Há algum tempo, algumas palavras têm tomado conta do imaginário de personagens que acessam os microfones. Começou com o termo diferenciado, que significa tudo aquilo que é diferente, ou, na melhor das hipóteses, aqueles que realizam coisas diferentes, mas tão diferentes e tão mais além que se tornam diferenciados.

Quer dizer, o diferenciado não é um diferente qualquer, ele é… um diferenciado. Poder-se-ia dizer que o personagem seja um super craque naquilo que realiza, sendo, aliás, bem difundido no terreno futebolístico. O termo se espalhou e tomou conta do imaginário diferenciado de alguns para determinar o mais que diferente, por não acharem adjetivo melhor.

Diferenciado seria um elogio? Foi empregado assim, mas também aqueles que realizam coisas não tão distintas poderiam ser também diferenciados no modo de atuação. Um golpista é um sujeito diferenciado. Ou não? Ou, pelo menos, aqueles que vendem gato por lebre, prometem revelar sua super carteira de investimentos em um ato de extrema benevolência são sujeitos diferenciados. Alguém que ajuda os menos favorecidos nas ruas também é um sujeito diferenciado. O termo serve para o bem ou para o mal. E por que não um sujeito estúpido, que fala tonterias, também não poderia ser um sujeito diferenciado? E não é uma narrativa.

Termo sobejamente utilizado na última CPI, narrativa se tornou uma forma diferenciada de dizer que o sujeito não está agradando com as palavras que profere. Porque fulano é ladrão, corrupto e etc. A resposta segue com o “isso é uma narrativa”. Claro que é! Afinal, está sendo narrada a série de peripécias de alguém. Mas essa narrativa é tratada como falácia. É não mais que um dos processos de argumentação que visa depreciar o oponente, na falta de argumentos.

Suponhamos que alguém foi detido e está diante do delegado, ouvindo as acusações. E a sua resposta seja “Chega dessa narrativa, doutor, é sempre a mesma coisa”. O delegado poderia supor que está diante, realmente, de alguém diferenciado. Afinal como não definir como uma simples narrativa, uma tentativa de homicídio ou latrocínio?

Diferenciado ou não, narrativa ou não, isso me lembra um termo que conheci quando morei lá em Minas Gerais: o sistemático. Não entendia aquilo. “Calma, fulano é muito sistemático, deixe que eu falo com ele”.

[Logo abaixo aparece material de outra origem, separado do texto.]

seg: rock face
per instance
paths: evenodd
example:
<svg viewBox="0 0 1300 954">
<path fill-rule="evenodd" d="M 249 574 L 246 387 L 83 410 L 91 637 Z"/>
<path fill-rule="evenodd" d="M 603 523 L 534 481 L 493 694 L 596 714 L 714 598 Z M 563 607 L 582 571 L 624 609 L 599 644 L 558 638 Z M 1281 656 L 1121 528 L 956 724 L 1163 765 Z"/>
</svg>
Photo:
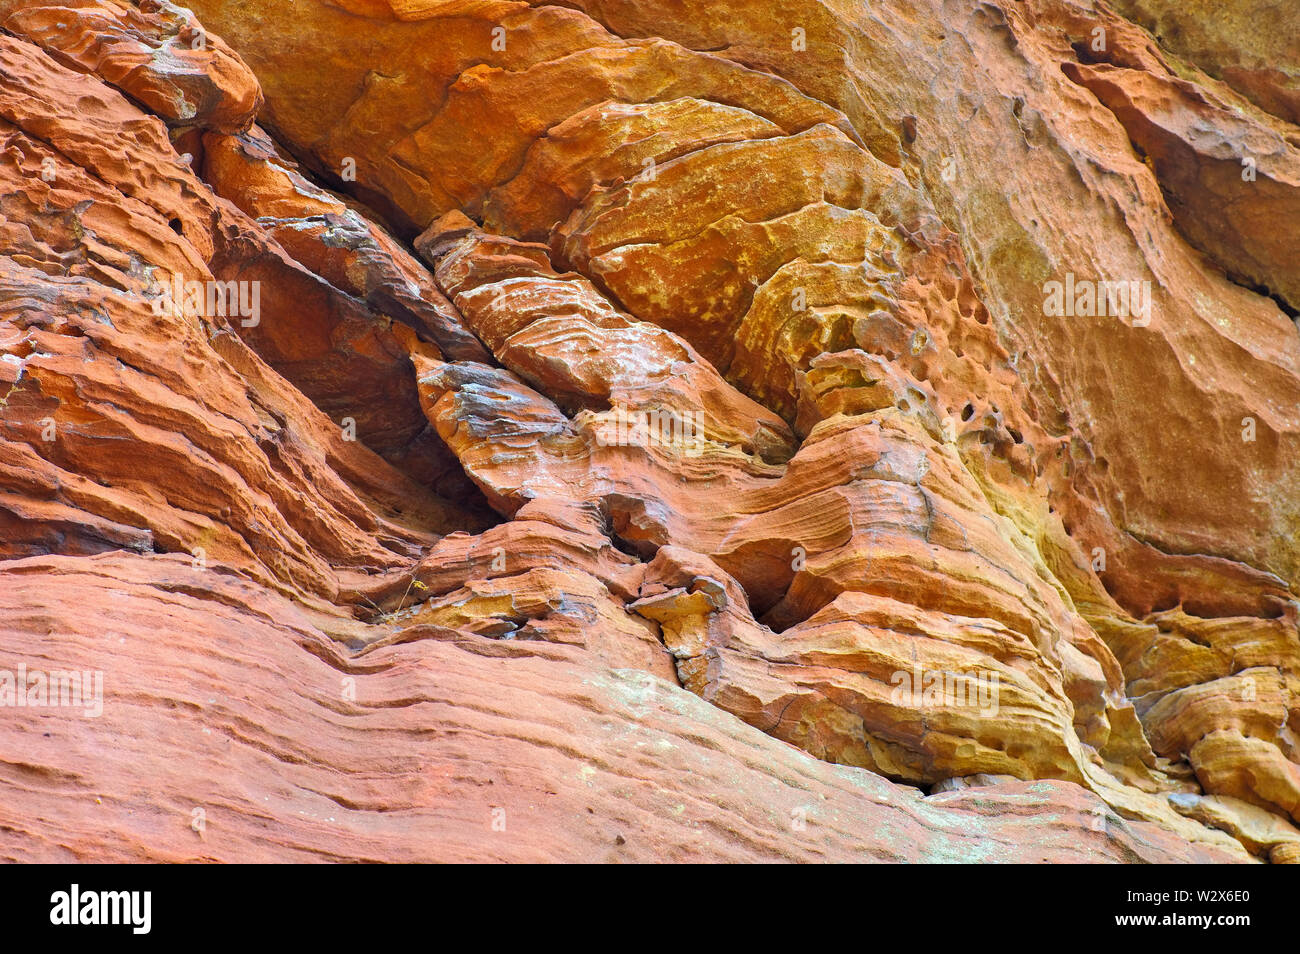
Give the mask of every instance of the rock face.
<svg viewBox="0 0 1300 954">
<path fill-rule="evenodd" d="M 1300 860 L 1211 6 L 0 0 L 0 856 Z"/>
</svg>

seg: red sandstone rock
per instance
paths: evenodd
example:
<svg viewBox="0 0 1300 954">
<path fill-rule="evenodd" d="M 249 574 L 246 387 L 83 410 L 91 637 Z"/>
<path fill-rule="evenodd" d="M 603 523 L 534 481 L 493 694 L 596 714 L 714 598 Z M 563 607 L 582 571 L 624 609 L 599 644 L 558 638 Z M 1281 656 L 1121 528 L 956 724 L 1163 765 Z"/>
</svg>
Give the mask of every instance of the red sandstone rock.
<svg viewBox="0 0 1300 954">
<path fill-rule="evenodd" d="M 6 710 L 6 860 L 1234 857 L 1063 783 L 926 798 L 571 646 L 447 632 L 354 655 L 176 557 L 7 562 L 0 620 L 30 647 L 6 658 L 104 687 L 99 718 Z"/>
<path fill-rule="evenodd" d="M 1300 860 L 1296 61 L 1116 8 L 0 0 L 0 854 Z"/>
<path fill-rule="evenodd" d="M 1262 109 L 1300 122 L 1295 11 L 1270 0 L 1115 0 L 1116 10 Z"/>
<path fill-rule="evenodd" d="M 167 0 L 2 0 L 4 26 L 94 73 L 176 127 L 242 132 L 262 108 L 243 60 Z"/>
</svg>

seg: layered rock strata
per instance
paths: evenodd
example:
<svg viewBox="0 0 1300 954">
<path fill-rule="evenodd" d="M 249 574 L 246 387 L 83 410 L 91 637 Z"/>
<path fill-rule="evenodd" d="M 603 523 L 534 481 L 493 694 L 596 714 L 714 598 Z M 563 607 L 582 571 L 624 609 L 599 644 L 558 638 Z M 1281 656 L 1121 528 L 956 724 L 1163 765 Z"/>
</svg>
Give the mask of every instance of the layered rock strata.
<svg viewBox="0 0 1300 954">
<path fill-rule="evenodd" d="M 1300 59 L 1167 7 L 0 0 L 4 855 L 1300 858 Z"/>
</svg>

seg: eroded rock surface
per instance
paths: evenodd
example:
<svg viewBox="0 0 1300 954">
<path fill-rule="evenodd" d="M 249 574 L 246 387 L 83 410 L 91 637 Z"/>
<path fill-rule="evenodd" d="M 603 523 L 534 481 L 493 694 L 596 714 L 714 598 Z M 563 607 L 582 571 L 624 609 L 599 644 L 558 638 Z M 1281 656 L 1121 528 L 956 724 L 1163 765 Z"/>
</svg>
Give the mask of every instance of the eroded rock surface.
<svg viewBox="0 0 1300 954">
<path fill-rule="evenodd" d="M 4 856 L 1300 858 L 1198 9 L 0 0 Z"/>
</svg>

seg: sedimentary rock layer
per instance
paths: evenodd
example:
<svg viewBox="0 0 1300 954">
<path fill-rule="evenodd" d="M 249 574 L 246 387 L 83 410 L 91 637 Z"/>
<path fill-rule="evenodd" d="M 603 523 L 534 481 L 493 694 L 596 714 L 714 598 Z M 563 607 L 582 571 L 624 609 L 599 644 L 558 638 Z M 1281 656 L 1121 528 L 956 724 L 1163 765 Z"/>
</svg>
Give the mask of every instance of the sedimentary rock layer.
<svg viewBox="0 0 1300 954">
<path fill-rule="evenodd" d="M 1300 858 L 1300 57 L 1167 7 L 0 0 L 4 856 Z"/>
</svg>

Não fui ao dicionário mas aquele termo ficou lá encasquetado. “Que seria um cara sistemático?”. Com o tempo, ao entrar em contato com os sistemáticos me deparei com um padrão. Definitivamente, um sujeito antipático, cheio de manias e é bom lidar com ele cheio de dedos. E é bom mudar o rumo da prosa porque senão a coisa desanda, como eu aprendi por lá.

Enfim, o ciclo se fecha quando dizemos que as pessoas que adotam essas muletas, para dar um rumo na prosa que lhes seja de gosto, poderiam ser sistemáticas. Pessoas, realmente, diferenciadas, porque não é uma narrativa qualquer que pode lidar com elas.

Diferenciado é um personagem mais que diferente e a narrativa é uma maneira de menosprezar o que o outro diz. Todas um zip diferenciado, uma economia de palavras ao agrado de qualquer sujeito sistemático.